ALB Connection Draining Not Completing Early Despite No Active Connections: AWS ECS Deployment Issue


5 views

During our ECS deployments using CloudFormation, we noticed ALB target groups consistently taking the full deregistration delay (default 300 seconds) to remove old containers, even when no active connections existed. This contradicts AWS's official documentation which states:

"Elastic Load Balancing immediately completes the deregistration process [...] if a deregistering target has no in-flight requests and no active connections."
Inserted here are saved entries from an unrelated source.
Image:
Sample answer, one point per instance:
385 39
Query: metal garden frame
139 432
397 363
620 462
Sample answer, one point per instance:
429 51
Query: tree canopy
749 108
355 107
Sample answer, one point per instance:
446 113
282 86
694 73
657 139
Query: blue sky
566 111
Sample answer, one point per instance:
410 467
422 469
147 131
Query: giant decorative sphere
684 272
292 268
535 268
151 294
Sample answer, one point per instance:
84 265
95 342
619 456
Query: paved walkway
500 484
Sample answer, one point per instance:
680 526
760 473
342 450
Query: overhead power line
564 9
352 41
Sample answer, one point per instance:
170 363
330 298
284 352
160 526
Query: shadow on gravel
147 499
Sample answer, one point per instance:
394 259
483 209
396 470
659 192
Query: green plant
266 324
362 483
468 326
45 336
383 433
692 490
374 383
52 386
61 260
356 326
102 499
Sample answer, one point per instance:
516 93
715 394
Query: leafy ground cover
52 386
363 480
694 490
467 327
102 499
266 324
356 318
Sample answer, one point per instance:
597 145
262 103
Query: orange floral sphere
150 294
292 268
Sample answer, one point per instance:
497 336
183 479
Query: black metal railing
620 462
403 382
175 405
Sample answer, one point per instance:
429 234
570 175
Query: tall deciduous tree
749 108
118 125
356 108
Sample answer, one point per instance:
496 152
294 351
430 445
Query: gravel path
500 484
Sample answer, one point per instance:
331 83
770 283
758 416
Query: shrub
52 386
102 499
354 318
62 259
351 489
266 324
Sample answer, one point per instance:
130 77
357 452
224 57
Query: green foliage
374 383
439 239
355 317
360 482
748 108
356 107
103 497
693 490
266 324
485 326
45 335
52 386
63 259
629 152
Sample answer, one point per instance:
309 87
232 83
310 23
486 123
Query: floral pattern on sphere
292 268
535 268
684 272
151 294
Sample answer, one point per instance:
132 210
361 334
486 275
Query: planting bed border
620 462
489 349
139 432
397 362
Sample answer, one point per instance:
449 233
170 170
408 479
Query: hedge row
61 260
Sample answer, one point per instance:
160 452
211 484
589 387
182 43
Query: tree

After extensive testing with minimal traffic (only developer requests), we identified several non-obvious factors:

# CloudFormation snippet showing problematic health check configuration
TargetGroup:
  Type: AWS::ElasticLoadBalancingV2::TargetGroup
  Properties:
    HealthCheckIntervalSeconds: 30
    HealthCheckTimeoutSeconds: 5
    HealthyThresholdCount: 2
    UnhealthyThresholdCount: 2
    HealthCheckPath: /status
    HealthCheckPort: 8080
    HealthCheckProtocol: HTTP
  1. Health Check Connections: ALB continues health checks during draining
  2. TCP Keepalives: Modern HTTP clients maintain persistent connections
  3. ECS Service Timing: Container shutdown sequence affects connection termination

We implemented these adjustments across our deployment pipeline:

// AWS CLI command to modify deregistration behavior
aws elbv2 modify-target-group-attributes \
  --target-group-arn arn:aws:elasticloadbalancing:us-west-2:123456789012:targetgroup/my-targets/73e2d6bc24d8a067 \
  --attributes Key=deregistration_delay.timeout_seconds,Value=30
  • Reduced deregistration delay from 300s to 30s for faster cycling
  • Added connection termination in application shutdown hook
  • Configured TCP keepalive timeout (3s) in ALB target group

Use these CloudWatch metrics to monitor actual draining behavior:

Metric Namespace Significance
HealthyHostCount AWS/ApplicationELB Shows actual registration state
RequestCount AWS/ApplicationELB Verifies zero traffic during drain

This JSON snippet shows proper lifecycle hooks for connection cleanup:

{
  "containerDefinitions": [
    {
      "name": "web",
      "image": "nginx:latest",
      "lifecycle": {
        "preStop": {
          "command": [
            "sh",
            "-c",
            "sleep 5 && kill -SIGTERM $(cat /var/run/nginx.pid)"
          ]
        }
      }
    }
  ]
}

For containers not responding to SIGTERM, consider adding TCP connection tracking and forced termination in your application's shutdown sequence.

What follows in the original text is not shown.